DARIO PARIENTE GUZMAN
Omar Aramayo
Ha muerto Darío Pariente Guzmán. Y como suele suceder en
estos casos, no lo puedo creer. Darío es uno de los culpables para haberme
considerado yo mismo, cuando tenía no más de 16, un personaje muy importante,
imprescindible para la marcha de la ciudad. Aparte de Darío y yo, ahora creo
que nadie más lo habría considerado. Darío celebraba mis ocurrencias y dentro
de ellas, un poema dedicado a la mosca, sí, a ese díptero impertinente que a
uno le busca las orejas o se posa sobre el alimento, al borde del vaso, y
vuelve una y otra vez. En aquel entonces la poesía era cosa muy seria, solemne,
política, comprometida; por ejemplo, medio mundo creía que iba a ser la
protagonista de la revolución. Pero yo andaba con mis cosas, siempre a
contrapelo, buscándole tres pies al gato.
Ingresaba a las oficinas de la universidad y tomaba
cualquier máquina de escribir, sin nadie que se le opusiera. Lo querían y él se
dejaba querer. A sus espaldas lo llamaban el Chato Pariente, era gordito,
chaparro, moreno, de grandes pestañas y ojos negros inmensos. Darío ocupaba las
páginas centrales de El Correo, con llamada en la primera página. Todos querían
hablar con él, de cualquier cosa, y él era muy atento.
Tenía unos siete u ocho años más que yo, edad suficiente
para hacer la diferencia. Los grandes encuentros se realizaban en las
picanterías, lugares bucólicos, mágicos, y hasta culturosos, no los monstruos
comerciales fermentados, influidos por la doctrina crematística de Gastón
Acurio. Las picanteras lo recibían con júbilo, le hacían fiesta, le hacían
quecos, las había entrevistado casi a todas, las trataba de su nombre de pila.

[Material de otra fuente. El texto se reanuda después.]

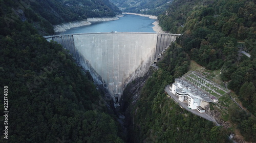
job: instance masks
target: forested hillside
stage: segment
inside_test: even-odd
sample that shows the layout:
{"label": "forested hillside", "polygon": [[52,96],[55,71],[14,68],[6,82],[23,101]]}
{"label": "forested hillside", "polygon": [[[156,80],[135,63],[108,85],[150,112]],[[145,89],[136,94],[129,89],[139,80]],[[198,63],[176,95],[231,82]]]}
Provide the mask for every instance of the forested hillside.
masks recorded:
{"label": "forested hillside", "polygon": [[[192,60],[210,70],[221,69],[228,88],[256,113],[255,2],[187,1],[174,1],[159,17],[160,25],[183,34],[182,46]],[[251,57],[239,56],[240,48]]]}
{"label": "forested hillside", "polygon": [[173,0],[110,0],[123,12],[158,15],[166,11]]}
{"label": "forested hillside", "polygon": [[187,71],[189,61],[178,45],[168,49],[139,100],[128,109],[132,142],[229,142],[227,130],[181,108],[164,92],[166,85]]}
{"label": "forested hillside", "polygon": [[[185,111],[180,111],[181,115],[176,114],[178,111],[172,112],[178,109],[166,99],[164,86],[187,71],[188,59],[209,70],[221,70],[222,80],[238,96],[242,105],[248,109],[244,111],[228,106],[228,119],[226,120],[239,130],[244,140],[256,140],[255,10],[254,1],[176,0],[159,17],[164,30],[182,36],[158,64],[160,70],[148,80],[140,99],[131,107],[133,109],[130,113],[134,120],[131,135],[135,136],[136,142],[148,140],[177,142],[179,140],[176,136],[189,136],[193,134],[190,132],[192,130],[193,135],[197,133],[198,136],[190,136],[189,139],[179,138],[181,142],[226,141],[223,140],[223,136],[218,137],[225,134],[225,130],[217,131],[216,128],[218,128],[212,126],[210,131],[201,134],[201,131],[209,129],[204,126],[205,123],[196,123],[196,117],[185,118],[189,115],[185,115],[186,113],[183,112]],[[240,52],[241,51],[248,53],[250,58]],[[173,119],[173,116],[179,120]],[[195,120],[191,121],[193,120]],[[181,122],[175,122],[177,121]],[[186,128],[186,126],[189,126],[190,121],[198,129],[197,131],[192,125]],[[171,129],[176,129],[178,132],[180,131],[181,134],[172,132]],[[220,134],[217,135],[217,132],[205,134],[214,131]],[[211,138],[214,134],[216,136]],[[209,136],[210,139],[207,141],[200,138]]]}
{"label": "forested hillside", "polygon": [[8,25],[21,19],[32,23],[43,35],[53,35],[52,25],[90,17],[113,17],[121,13],[108,0],[0,1],[0,14]]}
{"label": "forested hillside", "polygon": [[[55,2],[44,3],[50,1]],[[0,112],[9,111],[7,118],[0,117],[0,142],[123,142],[103,93],[89,80],[90,74],[29,23],[44,27],[50,24],[48,18],[30,8],[23,13],[17,7],[24,5],[13,2],[0,1]]]}

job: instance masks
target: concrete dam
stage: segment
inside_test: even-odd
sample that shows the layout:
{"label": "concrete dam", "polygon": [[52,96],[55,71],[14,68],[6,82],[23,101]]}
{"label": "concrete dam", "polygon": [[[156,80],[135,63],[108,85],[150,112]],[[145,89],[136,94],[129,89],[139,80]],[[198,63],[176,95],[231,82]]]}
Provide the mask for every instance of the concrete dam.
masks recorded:
{"label": "concrete dam", "polygon": [[179,34],[99,33],[46,36],[69,50],[107,88],[115,101],[126,85],[147,72]]}

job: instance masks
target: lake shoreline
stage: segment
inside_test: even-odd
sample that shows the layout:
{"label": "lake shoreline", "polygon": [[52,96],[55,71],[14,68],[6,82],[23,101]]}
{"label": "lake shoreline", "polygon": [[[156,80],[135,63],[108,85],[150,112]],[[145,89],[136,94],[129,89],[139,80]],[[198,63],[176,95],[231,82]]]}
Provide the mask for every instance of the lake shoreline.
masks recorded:
{"label": "lake shoreline", "polygon": [[123,15],[117,15],[113,17],[106,18],[88,18],[87,20],[80,21],[72,21],[67,23],[62,23],[60,24],[53,25],[53,28],[55,33],[65,32],[72,28],[80,27],[81,26],[92,24],[91,22],[108,21],[119,19],[119,17],[123,17]]}
{"label": "lake shoreline", "polygon": [[70,30],[72,28],[80,27],[84,25],[88,25],[92,24],[91,22],[101,22],[101,21],[109,21],[119,19],[119,17],[123,17],[123,14],[130,14],[135,15],[143,17],[147,17],[148,18],[156,20],[156,21],[152,23],[154,25],[152,28],[153,30],[156,33],[167,33],[168,32],[165,32],[162,30],[161,26],[159,25],[159,22],[157,20],[157,16],[151,15],[146,15],[135,13],[122,13],[122,14],[117,15],[115,17],[106,17],[106,18],[88,18],[87,20],[83,20],[80,21],[73,21],[67,23],[62,23],[60,24],[54,25],[54,30],[55,33],[59,33],[66,32],[67,30]]}
{"label": "lake shoreline", "polygon": [[153,31],[158,33],[167,33],[167,32],[164,31],[162,29],[162,27],[159,25],[159,21],[157,20],[157,16],[152,15],[147,15],[147,14],[143,14],[140,13],[131,13],[131,12],[123,12],[122,13],[123,14],[131,14],[131,15],[138,15],[140,16],[143,17],[148,17],[148,18],[156,19],[157,20],[156,21],[152,23],[152,24],[154,25],[153,27]]}

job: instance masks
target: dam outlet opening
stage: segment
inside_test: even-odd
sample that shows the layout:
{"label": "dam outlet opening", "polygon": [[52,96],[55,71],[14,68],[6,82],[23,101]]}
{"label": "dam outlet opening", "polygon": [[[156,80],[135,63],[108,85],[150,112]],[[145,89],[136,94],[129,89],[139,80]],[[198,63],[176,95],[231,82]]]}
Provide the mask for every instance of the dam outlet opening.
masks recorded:
{"label": "dam outlet opening", "polygon": [[45,36],[70,51],[114,102],[127,84],[142,77],[179,34],[97,33]]}

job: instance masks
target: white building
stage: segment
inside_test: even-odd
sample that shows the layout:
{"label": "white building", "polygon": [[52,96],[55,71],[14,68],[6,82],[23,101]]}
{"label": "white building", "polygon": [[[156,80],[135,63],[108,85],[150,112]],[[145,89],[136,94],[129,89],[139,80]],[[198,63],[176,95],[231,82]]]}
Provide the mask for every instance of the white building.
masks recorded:
{"label": "white building", "polygon": [[212,101],[208,97],[194,94],[190,87],[183,87],[180,83],[176,82],[173,83],[171,89],[172,92],[178,96],[179,100],[186,103],[188,108],[197,109],[200,112],[205,112],[205,106]]}

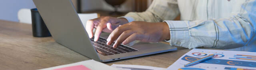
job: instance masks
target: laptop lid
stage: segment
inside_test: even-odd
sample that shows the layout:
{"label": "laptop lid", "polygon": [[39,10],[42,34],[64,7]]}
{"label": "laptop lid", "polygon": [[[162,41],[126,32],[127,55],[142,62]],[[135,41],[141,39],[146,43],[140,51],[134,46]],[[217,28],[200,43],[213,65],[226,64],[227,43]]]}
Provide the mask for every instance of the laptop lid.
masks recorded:
{"label": "laptop lid", "polygon": [[57,42],[100,61],[71,0],[33,1]]}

Las tardes se coronaban de cervezas y de jora, a la luz de los volcanes violeta
en la tarde infinita. Escucho el trinar de los cubiertos y la rosa crocante de
los cuyes entre los dientes. Yo había ganado los dos premios de los juegos
florales universitarios, motivo para ser celebrados, prolongadamente. Darío
Pariente era una enamorado del amor, de las muchas bonitas, pero sobre todo de
la poesía, le interesaba saber cómo piensan o sueñan los poetas, era su enigma
y su asombro.
Había nacido en el istmo de Yunguyo, era un genuino tauri
qhopa, sus padres eran amigos de los míos, pero luego habían emigrado. El día
que me permití interrumpir su tránsito, en Arequipa, lo hice con la seguridad
que fuese a enviarme a la Luna, sin pasaje de retorno, pero fue gentil, y se
convirtió en mi mejor amigo. Me dicen que ha muerto y es como el final de un
poema, de un largo y doloroso poema hecho de mil primaveras, poema escrito con
las aguas del río Chili, el agua de los glaciares, y la sombra de sus sauces,
que la corriente arrastra incesante, cambia de imágenes como un cine antiguo.
Dudo que los jóvenes periodistas de Arequipa lo conozcan, no importa, dentro de
unos años tampoco nadie de acordará de ellos, así es el periodismo, como los
ladrillos que construyen una pared infinita, se habla de los que están en plena
construcción, sin pensar que antes de ellos hay otros que están más abajo y que
permiten la construcción.
Qu tu vuelo sea leve, Darío.
Un gran amigo Darío descansa en Paz.